悲しいときや孤独や不安を感じたときに役立つと言われており、ストレスや不安をほぐして、心に温もりと安らぎを 与えてくれます。

体に対する働き  :

この香りは名前が表すとおり、呼吸を安らかに整え落ち着きを与えるので、風邪や気管支炎のときに、 せきを鎮めたんを切り、呼吸を楽にしてくれます。 また、硬くなった肌を柔軟にするため、かかとやひじなどのスキンケアにも使われます。

 

ベンゾインはバニラのような甘い香りで、「安息香」の別名が示唆する通り、緊張や不安をほぐして安らぎを 与えてくれます。

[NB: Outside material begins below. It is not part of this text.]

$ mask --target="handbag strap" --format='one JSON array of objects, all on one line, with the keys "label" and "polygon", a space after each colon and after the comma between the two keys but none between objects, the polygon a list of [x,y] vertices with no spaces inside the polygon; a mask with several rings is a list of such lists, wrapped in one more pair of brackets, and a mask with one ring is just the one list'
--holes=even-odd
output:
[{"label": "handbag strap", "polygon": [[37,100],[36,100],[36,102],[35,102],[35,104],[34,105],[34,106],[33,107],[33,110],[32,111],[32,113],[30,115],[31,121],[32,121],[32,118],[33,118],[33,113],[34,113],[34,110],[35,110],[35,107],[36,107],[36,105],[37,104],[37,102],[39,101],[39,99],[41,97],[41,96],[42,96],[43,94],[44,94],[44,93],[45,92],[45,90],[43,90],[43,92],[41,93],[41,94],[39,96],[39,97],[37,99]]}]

ベンゾインは20mほどに成長する熱帯の樹木で、ナツメグのような硬い殻を持つ果実を実らせます。 東南アジアが原産で熱帯雨林に育ちます。樹皮に切り込みを入れた際ににじみ出る黄赤色の樹脂を固形化した 灰褐色の樹脂(レジン)が精油の原料となります。この樹脂(レジン)を揮発性有機溶剤抽出法によって作られた精油が 「レジノイド」と呼ばれます。粘性が非常に高いので、ボトルを逆さまにしてから精油が落ちてくるまでに 時間が少しかかります。

ベンゾインの木から採れる樹脂は、古くから香料、薫香など様々な用途に広く利用されてきました。 古代エジプト時代では既に香料として使用されていたと言われています。他の多くの古代文明でも化粧品の原料として 用いられると同時に、悪霊を追い払う目的で、宗教儀式の薫香に使われていたそうです。

※ベンゾインにはベンゾインスマトラとベンゾインシャムがあります。

 

<ベンゾインの精油のポイント>

・科名 → エゴノキ科
・抽出方法 →  揮発性有機溶剤抽出法
・別名、安息香とも呼ばれています。

 

※アロマテラピー検定1級で出題される精油の種類は20種です。 これに2級で出題される10種を加え、計30種が検定の対象です。